Though he didn’t win his second Norris Trophy last week as the NHL’s best defenseman, the Nashville Predators’ P.K. Subban still made news and history. EA Sports announced that Subban would be the cover athlete for the newest version of their video game. NHL 19 will make its debut September 14 for both Playstation and Xbox One. Though they don’t mention it anywhere in the advance publicity that they sent out regarding the game, it’s also highly likely that Subban is the first Black player who has ever been a cover athlete for any EA hockey video game. Last season it was Edmonton Oilers captain Connor McDavid.
Subban also made news another way last week in an interview when he said he “hoped I remain a Predator.” That was an acknowledgement that Subban has heard some of the rumors regarding the possibility of the Predators trading one of their top four defensmen for another scoring forward and center, and an acknowledgement that he’s certainly the most marketable and visible of that group. Subban had another excellent season last year, with 59 points on 43 assists and 16 goals. That marks his fifth straight season with at least 40 points and his fourth in five years with at least 50.

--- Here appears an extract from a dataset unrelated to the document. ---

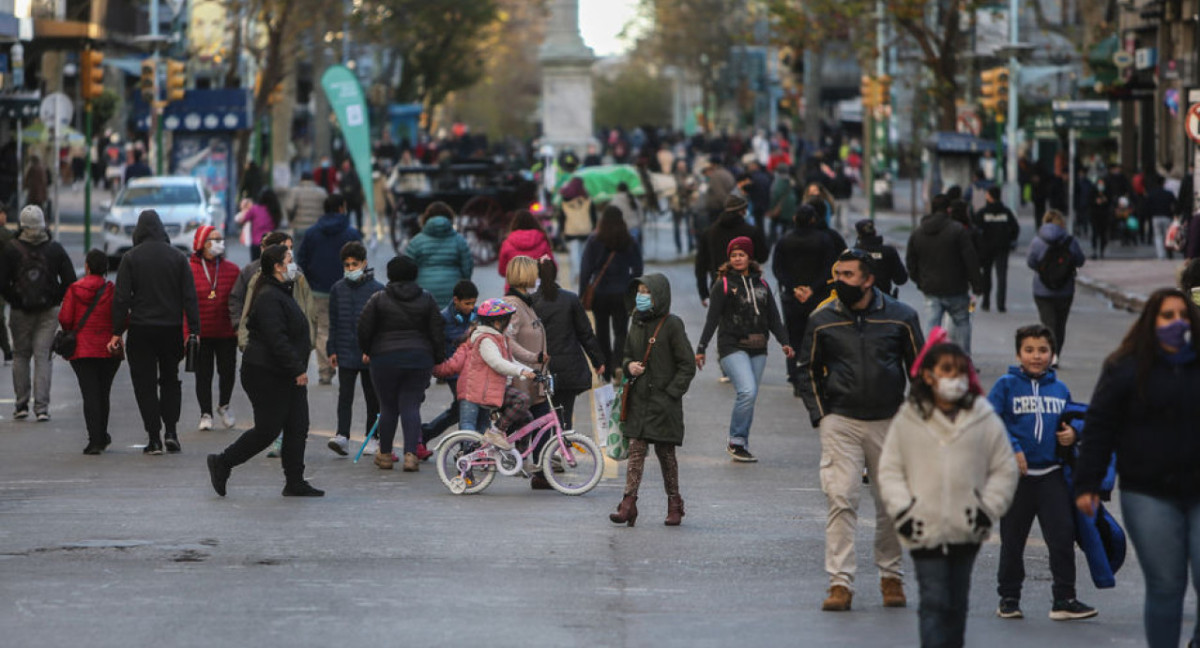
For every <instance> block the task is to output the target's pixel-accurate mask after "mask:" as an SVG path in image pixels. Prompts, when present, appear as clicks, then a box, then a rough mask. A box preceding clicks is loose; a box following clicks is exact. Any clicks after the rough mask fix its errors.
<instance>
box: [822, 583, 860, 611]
mask: <svg viewBox="0 0 1200 648" xmlns="http://www.w3.org/2000/svg"><path fill="white" fill-rule="evenodd" d="M853 598H854V594H853V593H852V592H851V590H850V588H848V587H846V586H833V587H830V588H829V596H828V598H827V599H826V600H824V602H823V604H821V610H823V611H826V612H846V611H847V610H850V601H851V599H853Z"/></svg>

Add to that he’s among the team’s most popular players, one who makes lots of philanthropic and charity appearances and is their flashiest and most charismatic on the ice. Subban also tends to draw most of the ire from opposing fans and teams, some of it racially based, but more of it due to his being among the most bombastic and dynamic in a sport that puts far less emphasis on individuality than basketball or even football and baseball.
NBC commentator Mike Milbury is one of those who’ve publicly criticized Subban for many things from his warm-up routine, which includes both celebratory dancing and loud music, to his on-ice celebrations after he scores goals. Subban’s also been in the news most lately for a rumored romance with Olympian (and former Tiger Woods girl friend) Lindsay Vonn. The two have been photographed together at a variety of events, but Subban hasn’t spoken much about whether they indeed having a relationship.

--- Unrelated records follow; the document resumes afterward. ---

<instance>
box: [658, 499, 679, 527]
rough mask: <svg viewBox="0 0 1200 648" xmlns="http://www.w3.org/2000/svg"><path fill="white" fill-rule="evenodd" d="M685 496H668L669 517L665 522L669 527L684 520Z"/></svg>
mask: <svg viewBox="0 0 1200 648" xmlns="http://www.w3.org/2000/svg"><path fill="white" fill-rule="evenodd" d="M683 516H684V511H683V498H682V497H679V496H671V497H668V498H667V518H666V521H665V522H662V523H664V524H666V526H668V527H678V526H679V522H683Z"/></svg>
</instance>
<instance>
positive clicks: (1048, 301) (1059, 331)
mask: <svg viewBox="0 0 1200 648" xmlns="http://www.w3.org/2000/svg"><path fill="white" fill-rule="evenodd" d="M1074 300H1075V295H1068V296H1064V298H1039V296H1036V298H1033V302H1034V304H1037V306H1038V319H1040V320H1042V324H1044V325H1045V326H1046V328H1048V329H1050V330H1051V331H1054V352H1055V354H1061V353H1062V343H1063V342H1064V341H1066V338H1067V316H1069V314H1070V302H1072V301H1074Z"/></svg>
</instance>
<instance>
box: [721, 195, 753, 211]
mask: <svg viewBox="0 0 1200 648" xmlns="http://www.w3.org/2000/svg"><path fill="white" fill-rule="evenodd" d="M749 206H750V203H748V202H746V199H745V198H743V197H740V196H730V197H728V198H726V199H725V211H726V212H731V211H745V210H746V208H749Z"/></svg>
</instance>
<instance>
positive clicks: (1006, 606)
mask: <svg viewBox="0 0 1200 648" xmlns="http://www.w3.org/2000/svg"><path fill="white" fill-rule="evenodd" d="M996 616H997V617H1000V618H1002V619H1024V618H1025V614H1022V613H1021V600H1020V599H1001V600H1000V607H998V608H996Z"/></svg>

But more importantly in regards to the Predators, Subban has been a key figure ever since GM David Poile made the controversial decision to trade then captain and reigning star Shea Weber for Subban two seasons ago. Since coming to Montreal, Weber has been erratic and injured, and the Canadians haven’t made the playoffs either season.

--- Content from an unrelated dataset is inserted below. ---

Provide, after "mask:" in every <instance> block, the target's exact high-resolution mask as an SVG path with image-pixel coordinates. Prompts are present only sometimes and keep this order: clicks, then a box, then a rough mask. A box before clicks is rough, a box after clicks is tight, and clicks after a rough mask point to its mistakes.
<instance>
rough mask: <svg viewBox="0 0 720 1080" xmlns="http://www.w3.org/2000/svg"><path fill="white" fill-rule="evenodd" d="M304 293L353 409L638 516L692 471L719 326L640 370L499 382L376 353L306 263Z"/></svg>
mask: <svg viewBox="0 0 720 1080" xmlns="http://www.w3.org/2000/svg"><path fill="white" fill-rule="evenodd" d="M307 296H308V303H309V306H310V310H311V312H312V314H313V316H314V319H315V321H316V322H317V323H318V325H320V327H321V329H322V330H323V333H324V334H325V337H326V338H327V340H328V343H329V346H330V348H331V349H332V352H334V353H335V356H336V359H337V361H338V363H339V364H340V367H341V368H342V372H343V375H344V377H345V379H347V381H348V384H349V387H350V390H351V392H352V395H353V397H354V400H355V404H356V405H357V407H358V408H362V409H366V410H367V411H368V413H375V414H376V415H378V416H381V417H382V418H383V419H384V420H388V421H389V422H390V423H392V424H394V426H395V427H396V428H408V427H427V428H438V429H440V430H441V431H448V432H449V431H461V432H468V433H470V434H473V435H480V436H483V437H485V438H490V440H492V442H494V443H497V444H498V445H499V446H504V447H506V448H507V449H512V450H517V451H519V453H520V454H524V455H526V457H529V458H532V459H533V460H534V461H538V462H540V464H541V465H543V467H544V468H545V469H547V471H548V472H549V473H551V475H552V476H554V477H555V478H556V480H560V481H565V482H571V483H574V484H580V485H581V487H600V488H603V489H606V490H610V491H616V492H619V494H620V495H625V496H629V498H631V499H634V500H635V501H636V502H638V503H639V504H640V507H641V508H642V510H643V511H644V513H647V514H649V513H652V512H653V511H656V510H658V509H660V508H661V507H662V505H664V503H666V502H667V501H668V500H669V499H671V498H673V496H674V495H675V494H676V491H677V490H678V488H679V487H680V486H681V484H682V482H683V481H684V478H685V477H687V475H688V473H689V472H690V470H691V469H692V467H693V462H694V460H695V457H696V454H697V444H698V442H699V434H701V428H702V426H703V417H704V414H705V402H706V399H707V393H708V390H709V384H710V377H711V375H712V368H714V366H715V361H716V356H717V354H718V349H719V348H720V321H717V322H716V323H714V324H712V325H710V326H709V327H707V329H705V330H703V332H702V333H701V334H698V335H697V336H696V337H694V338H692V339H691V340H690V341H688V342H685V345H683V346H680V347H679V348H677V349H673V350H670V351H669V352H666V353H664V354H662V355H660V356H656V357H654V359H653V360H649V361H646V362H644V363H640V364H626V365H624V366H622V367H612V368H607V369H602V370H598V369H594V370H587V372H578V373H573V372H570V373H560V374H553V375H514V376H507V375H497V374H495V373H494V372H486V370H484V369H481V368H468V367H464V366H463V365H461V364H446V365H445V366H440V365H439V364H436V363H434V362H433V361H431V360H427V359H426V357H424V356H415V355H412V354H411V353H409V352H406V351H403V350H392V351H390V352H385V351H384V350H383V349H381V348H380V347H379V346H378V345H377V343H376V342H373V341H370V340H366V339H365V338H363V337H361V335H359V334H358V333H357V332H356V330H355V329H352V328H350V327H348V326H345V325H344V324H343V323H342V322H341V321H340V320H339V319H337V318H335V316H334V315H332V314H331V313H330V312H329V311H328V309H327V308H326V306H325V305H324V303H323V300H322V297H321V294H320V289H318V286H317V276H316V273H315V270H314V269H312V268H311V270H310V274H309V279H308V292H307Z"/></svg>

By contrast, in Subban’s first season with Nashville the Predators reached the Stanley Cup Final. Everyone was extremely disappointed at how poorly the Predators played against the Winnipeg Jets in the second round, but Subban did everything he could to prevent the disaster. He logged more ice time than any other defensman, playing on both the power play and penalty killing units, and scored at least two goals in key situations to either put the Predators ahead or get them back into games.
Hockey has relatively few Black players, and even fewer actual stars. Subban is clearly the top Black figure in the league, but he has always avoided doing much talk on racial issues. For one he’s said quite often that as a Canadian he’s no expert on American racial issues. Secondly, while admitting there have been some situations and issues over his time with both Montreal and Nashville, he says that there’s been very few times he’s ever faced any kind of direct racist language or treatment.
Whether that’s true or not only Subban knows for sure, but this much is absolutely true. He’s one of the cornerstones of the Predators, and any trade that they make involving him had better at minimum be a blockbuster or the howls of protest will be even louder than they were when Poile traded Seth Jones, whom everyone knew was a budding star, for Ryan Johansen. That’s worked out because the Predators needed a center and they had a surplus of top defensmen. Still, it’s not something that a team wants or needs to get in the habit of doing, trading top stars, and in Subban’s case also enormously popular figures.